How to find Probability Mass Function when computing Variance of a random variable?

Question

I'm trying to understand an example on finding Variance of a random variable. See example here on StatLect. Here's the relevant excerpt where I'm stuck.

Let $X$ be a discrete random variable with support

$$R_X = \{0,1\}$$

and Probability Mass Function (PMF)

$$p_X(x) = \begin{cases} q & \text{if $x=1$}, \\1-q & \text{if $x=0$}, \\0 & \text{$otherwise$} \end{cases}$$

where $0\le q \le1$.

I'm trying to figure out the alternative approach mentioned in the example where in order to find Variance I have to find the expected value $E[(X-E[X])^2]$.

I was able to figure out $E[X]$ easily. I computed the support $R_Z$ of $Z = (X-E[X])^2$ by evaluating Z for each value X and corresponding $E[X]$ would take. That gave me the support $R_Z = \{(1-q)^2, q^2\}$. Is this approach correct BTW?

It is this next step where the author computed PMF for Z which I could not figure out. He computed the following PMF

$$ p_Z(z) = \begin{cases} q & \text{if $z=(1-q)^2$}, \\1-q & \text{if $z=q^2$}, \\0 & \text{$otherwise$} \end{cases}$$

I guess this is trivial but how do I find what would be the probability of Z at $z=(1-q)^2$ and $q^2$?

Answer 1

$\mathsf E(X)~{= 1\cdot p_{\small X}(1)+ 0\cdot p_{\small X}(0)\\=q}$

I guess this is trivial but how do I find what would be the probability of Z at z=(1−q)2 and q2?

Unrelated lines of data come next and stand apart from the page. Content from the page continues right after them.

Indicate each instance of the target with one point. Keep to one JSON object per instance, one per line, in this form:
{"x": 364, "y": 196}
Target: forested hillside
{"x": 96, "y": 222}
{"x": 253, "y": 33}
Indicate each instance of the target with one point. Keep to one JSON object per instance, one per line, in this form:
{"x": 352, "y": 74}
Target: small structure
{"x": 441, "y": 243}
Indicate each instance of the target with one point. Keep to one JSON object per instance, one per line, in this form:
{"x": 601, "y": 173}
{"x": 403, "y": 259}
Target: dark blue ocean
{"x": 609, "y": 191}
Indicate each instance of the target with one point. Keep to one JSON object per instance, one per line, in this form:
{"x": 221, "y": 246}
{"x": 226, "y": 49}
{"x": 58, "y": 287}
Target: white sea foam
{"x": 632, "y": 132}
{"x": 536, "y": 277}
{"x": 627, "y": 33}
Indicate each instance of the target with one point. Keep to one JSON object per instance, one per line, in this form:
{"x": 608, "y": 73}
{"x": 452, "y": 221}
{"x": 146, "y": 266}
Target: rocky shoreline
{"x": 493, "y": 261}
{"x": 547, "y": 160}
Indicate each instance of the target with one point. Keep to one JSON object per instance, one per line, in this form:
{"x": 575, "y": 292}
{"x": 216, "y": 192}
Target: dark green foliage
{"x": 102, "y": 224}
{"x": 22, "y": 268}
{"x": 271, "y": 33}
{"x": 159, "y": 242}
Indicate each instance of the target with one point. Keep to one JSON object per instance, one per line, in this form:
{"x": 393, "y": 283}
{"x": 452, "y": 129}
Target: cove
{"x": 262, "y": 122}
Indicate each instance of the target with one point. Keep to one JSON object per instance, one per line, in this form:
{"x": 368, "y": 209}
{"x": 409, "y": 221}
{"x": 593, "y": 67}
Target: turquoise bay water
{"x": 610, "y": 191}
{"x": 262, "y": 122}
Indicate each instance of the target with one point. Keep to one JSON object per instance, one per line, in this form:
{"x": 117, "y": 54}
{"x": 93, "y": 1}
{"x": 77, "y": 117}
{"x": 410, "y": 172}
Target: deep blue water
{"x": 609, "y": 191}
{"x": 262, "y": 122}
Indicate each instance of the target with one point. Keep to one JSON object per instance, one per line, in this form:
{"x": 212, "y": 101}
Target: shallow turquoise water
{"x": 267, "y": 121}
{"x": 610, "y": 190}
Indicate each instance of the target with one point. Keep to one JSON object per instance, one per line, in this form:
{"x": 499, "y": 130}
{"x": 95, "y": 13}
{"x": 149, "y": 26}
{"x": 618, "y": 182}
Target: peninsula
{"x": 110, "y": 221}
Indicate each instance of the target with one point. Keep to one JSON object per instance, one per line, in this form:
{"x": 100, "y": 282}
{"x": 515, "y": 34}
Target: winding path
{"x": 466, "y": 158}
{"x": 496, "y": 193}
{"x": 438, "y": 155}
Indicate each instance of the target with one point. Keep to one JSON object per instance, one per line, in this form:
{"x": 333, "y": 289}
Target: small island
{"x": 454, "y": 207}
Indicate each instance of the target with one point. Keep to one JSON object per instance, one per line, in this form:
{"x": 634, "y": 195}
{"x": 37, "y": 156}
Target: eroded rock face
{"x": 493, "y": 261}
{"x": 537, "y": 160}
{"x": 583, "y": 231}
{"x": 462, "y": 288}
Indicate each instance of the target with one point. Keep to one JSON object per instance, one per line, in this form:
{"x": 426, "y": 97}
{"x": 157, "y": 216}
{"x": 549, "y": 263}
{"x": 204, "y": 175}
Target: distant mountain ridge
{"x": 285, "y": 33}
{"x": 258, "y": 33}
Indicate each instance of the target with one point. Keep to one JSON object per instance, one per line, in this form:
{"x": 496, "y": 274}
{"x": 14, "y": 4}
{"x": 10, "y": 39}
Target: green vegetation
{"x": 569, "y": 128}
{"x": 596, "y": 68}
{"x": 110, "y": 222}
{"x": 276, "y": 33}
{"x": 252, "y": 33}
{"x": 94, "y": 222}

By definition $Z=(X-q)^2$ so...

The event of $\{X\,{=}\,1\}$ is the event $\{Z\,{=}\,(1-q)^2\}~$ so therefore $~p_{\small Z}((1-q)^2)=p_{\small X}(1)$

Likewise : $\{X\,{=}\,0\}$ is $\{Z\,{=}\,(0-q)^2\}~$ and therefore $~p_{\small Z}(q^2)=p_{\small X}(0)$

So $$p_{\small Z}(z)=\begin{cases} q&:& z=(1-q)^2\\1-q&:& z=q^2\\0&:&\text{elsewhere}\end{cases}$$